In fact, not everyone on the list is a Hall of Fame player as the 1952 card of Andy Pafko made the cut. Of course, his card is card #1 in the iconic 1952 Topps set and high grade examples are rare. When one considers lower grade Pafkos, the result would be different. The 1951 Bowman rookie card of Whitey Ford may have benefited from the #1 card position as well. As long-time collectors know, the top card was often subject to rubber band marks and other wear from sitting atop a childhood stack of cards.
Here’s the list:
#1 – 1952 Topps #311 Mickey Mantle (figured value of $254,196)
#2 – 1951 Bowman #253 Mickey Mantle RC (figured value of $156,050)
#3 – 1952 Topps #1 Andy Pafko (figured value of $69,442)*
#4 – 1951 Bowman #305 Willie Mays RC (figured value of $61,092)
#5 – 1953 Topps #82 Mickey Mantle (figured value of $59,423)
#6 – 1952 Topps #407 Eddie Mathews RC (figured value of $53,912)*
#7 – 1953 Topps #244 Willie Mays (figured value of $35,173)*
#8 – 1955 Topps #164 Roberto Clemente RC (figured value of $30,536)
#9 – 1954 Bowman #65 Mickey Mantle (figured value of $29,147)
#10 – 1951 Bowman #1 Whitey Ford RC (figured value of $28,919)
#11 – 1954 Topps #128 Hank Aaron RC (figured value of $28,608)
#12 – 1955 Topps #123 Sandy Koufax RC (figured value of $26,671)

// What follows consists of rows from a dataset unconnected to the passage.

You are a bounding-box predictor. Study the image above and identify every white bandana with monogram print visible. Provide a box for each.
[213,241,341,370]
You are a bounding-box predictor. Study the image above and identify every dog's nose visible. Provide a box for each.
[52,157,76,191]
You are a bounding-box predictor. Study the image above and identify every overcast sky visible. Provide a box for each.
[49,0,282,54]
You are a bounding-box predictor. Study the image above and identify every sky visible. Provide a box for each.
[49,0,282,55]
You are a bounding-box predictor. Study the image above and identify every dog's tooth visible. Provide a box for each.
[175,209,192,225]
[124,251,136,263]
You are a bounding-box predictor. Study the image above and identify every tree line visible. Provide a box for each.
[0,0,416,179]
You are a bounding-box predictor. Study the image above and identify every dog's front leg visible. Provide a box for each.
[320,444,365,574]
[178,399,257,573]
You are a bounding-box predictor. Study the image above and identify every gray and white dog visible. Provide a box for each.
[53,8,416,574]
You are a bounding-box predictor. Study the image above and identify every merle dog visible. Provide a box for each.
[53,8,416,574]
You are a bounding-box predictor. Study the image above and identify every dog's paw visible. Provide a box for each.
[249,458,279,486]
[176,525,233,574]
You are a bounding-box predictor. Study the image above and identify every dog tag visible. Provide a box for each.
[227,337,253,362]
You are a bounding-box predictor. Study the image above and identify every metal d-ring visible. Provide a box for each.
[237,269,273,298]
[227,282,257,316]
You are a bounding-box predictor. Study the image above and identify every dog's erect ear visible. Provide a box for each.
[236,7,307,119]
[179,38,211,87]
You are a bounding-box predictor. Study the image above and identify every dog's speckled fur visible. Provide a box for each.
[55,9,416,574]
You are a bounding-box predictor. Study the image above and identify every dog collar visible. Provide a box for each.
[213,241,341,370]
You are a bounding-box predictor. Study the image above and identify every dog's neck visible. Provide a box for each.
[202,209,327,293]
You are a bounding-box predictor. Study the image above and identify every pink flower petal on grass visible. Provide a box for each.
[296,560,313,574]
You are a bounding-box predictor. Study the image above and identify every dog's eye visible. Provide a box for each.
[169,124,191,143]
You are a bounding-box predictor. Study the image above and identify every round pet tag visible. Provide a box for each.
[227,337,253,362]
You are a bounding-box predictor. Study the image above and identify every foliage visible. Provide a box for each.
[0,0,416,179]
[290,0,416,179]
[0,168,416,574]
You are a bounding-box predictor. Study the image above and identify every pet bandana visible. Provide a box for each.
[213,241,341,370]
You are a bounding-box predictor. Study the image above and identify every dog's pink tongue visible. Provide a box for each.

#13 – 1954 Topps #94 Ernie Banks RC (figured value of $25,146)
#14 – 1952 Topps #261 Willie Mays (figured value of $18,117)
#15 – 1952 Bowman #218 Willie Mays (figured value of $17,391)
* In a few instances the best graded card sold was an “8.” However, the placement of the card on the list would not have changed even factoring in a doubling of the card’s value by taking it to a “9,” and so the list remained intact.